Party politicians on all sides should be chary about the tactics they employ in this general election over the political legitimacy of potential coalition partners – for they may have effects which are unexpected and potentially irreversible.
It is becoming less and less clear to me that the Conservatives are any longer minded to continue on with the Union in its traditional terms. The tactics first adopted on the morning of the Referendum result when the PM raised the issue of English votes for English Laws (EVEL) in a manner which only exacerbated a prevailing sense that politics of the UK Union are singularly a matter of party advantage. These are not new tactics. The main political parties have employed them one way or another ever since Parnell. As tactics today they only make political sense to a political party that has had little or no representation in Scotland for 40 years. The Conservative Party has literally lost touch with an entire nation in the Union.
This tactic has now been continued into the General Election. It may bring some near term party advantage to the Conservatives in terms of seats in England but may also bring about another Independence Referendum in Scotland. The fact they are willing to take that risk betrays much more than the need to win. to this as a party they have additionally added the potential of the EU referendum.
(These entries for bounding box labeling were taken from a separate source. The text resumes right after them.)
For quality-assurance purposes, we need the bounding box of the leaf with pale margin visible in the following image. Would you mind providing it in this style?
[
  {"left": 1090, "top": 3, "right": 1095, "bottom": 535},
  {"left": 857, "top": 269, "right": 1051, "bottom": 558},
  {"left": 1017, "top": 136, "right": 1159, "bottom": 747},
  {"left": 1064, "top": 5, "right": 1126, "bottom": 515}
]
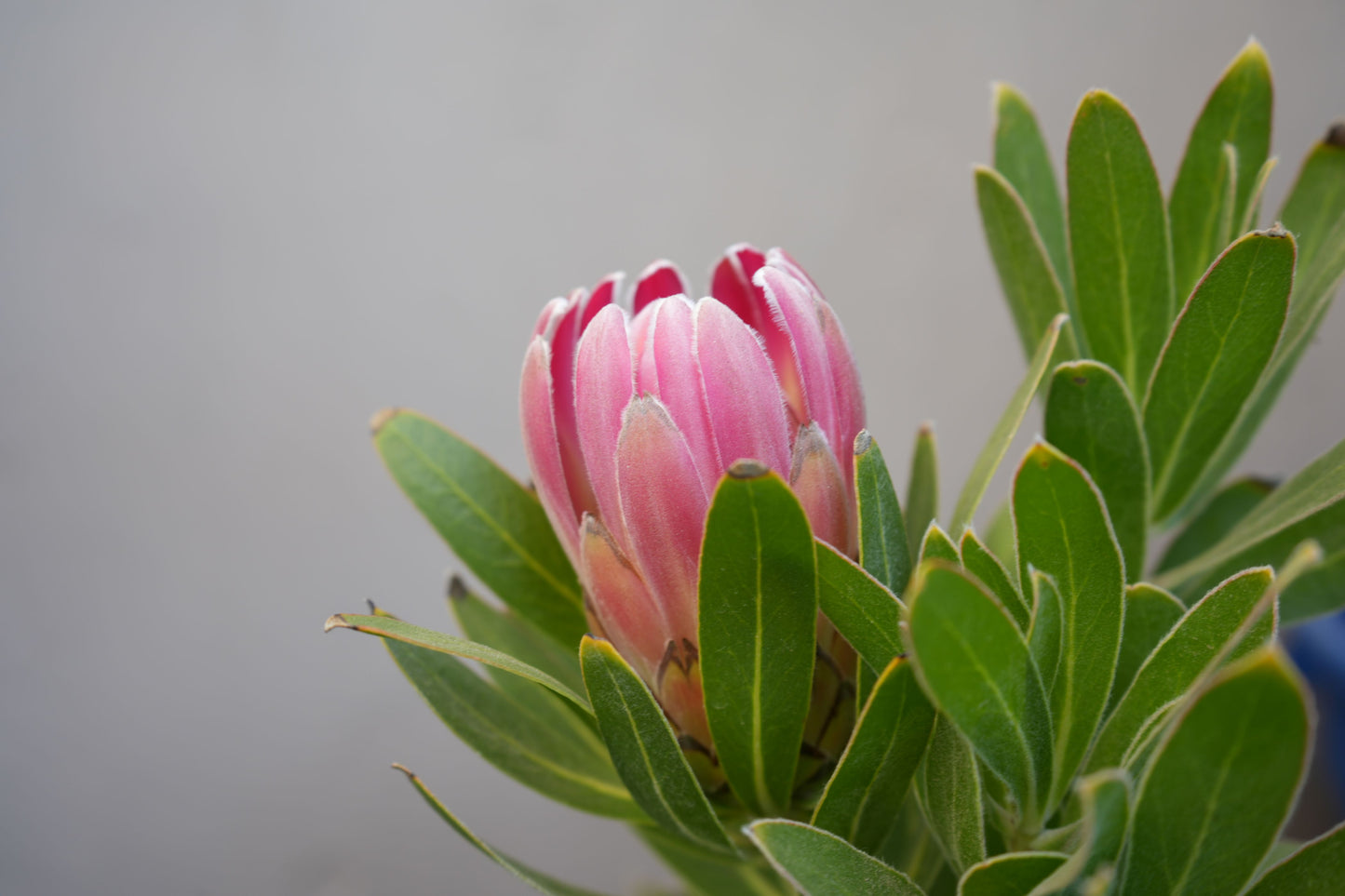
[
  {"left": 580, "top": 636, "right": 733, "bottom": 853},
  {"left": 372, "top": 409, "right": 587, "bottom": 649},
  {"left": 1119, "top": 646, "right": 1311, "bottom": 896},
  {"left": 1065, "top": 90, "right": 1177, "bottom": 395},
  {"left": 698, "top": 461, "right": 818, "bottom": 815},
  {"left": 813, "top": 658, "right": 935, "bottom": 854},
  {"left": 948, "top": 314, "right": 1069, "bottom": 537},
  {"left": 393, "top": 766, "right": 618, "bottom": 896},
  {"left": 743, "top": 818, "right": 924, "bottom": 896},
  {"left": 1045, "top": 361, "right": 1149, "bottom": 582}
]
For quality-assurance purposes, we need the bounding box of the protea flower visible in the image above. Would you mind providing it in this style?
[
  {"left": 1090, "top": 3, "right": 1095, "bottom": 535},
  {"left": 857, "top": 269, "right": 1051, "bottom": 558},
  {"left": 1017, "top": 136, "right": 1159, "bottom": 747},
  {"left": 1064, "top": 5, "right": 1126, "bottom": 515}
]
[{"left": 522, "top": 245, "right": 864, "bottom": 749}]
That may also further destabilise Union parties in Scotland. Moreover, the febrile nature of the politics of devolution in NI rests on the UK and Irish governments as two equal parties. Were there to be more parties to that agreement the very rationale that has contained aspirations for a United Ireland may be quickly undermined – particularly if Sinn Fein rises in Ireland North and South much as the SNP has risen in Scotland.
The LibDems have today – or at least Mr Clegg has – set out his terms for a UK government that may exclude the entire party political interest in Scotland from participation in the Union government in Westminster. The Labour Party has not been far behind in rhetoric but somewhat less explicit. Mr Clegg has additionally offered the constitutional novelty of the notion that a party with most votes or seats – presuming no matter how small the plurality – in always entitled to be part of the government. The corollary to this is the LibDems must be present in a government to make it legitimate; whereas UKip or DUP would have an equal and opposite effect. In effect a minority Conservative government would be preferable to one composed of any number of other parties.
If as seems likely – there are no Conservative or LibDem MP’s from North of the border and at best a handful of LiS – they are by these actions only making the SNP’s case to pursue independence.
I’m not sure Union parties who can’t get MP’s elected in Scotland should be wagging their fingers at the party chosen by an entire Nation in the Union and saying – we cannot do business with you. I am at a loss how these Nationalists differ in nature to the Irish nationalists or British and Irish unionists with whom we happily did business for a century.
Personally, as an Irishman and historian I am well aware that the politics of the Unions was always about low base calculation rather than high principle. That said – that was then – the history of these Islands since 1921 has demonstrated that small independent nations particularly within the EU can prosper – and that the politics of divide and rule tends over time to make divisions ever more unbridgeable.
The parties of the Union have all failed in Scotland. That is not something for which they’re taking any responsibility but instead they’re demonising their opponent and in doing so making the whole project UK ever more unstable.
Many contemporary politicians have a very poor grasp on History. If they did they’d really not play party politics with the Union – it had never ended well in the past – in Ireland North and South and elsewhere in GB – over disestablishing the Church of wales for example – and it will end badly this time as well.
It is a cliche of every age to say we get the politicians we deserve – but honestly this time we all deserve better of them because something bigger is at stake. If we all value the UK and the Union we should all tell all our party political leaders to drop this language.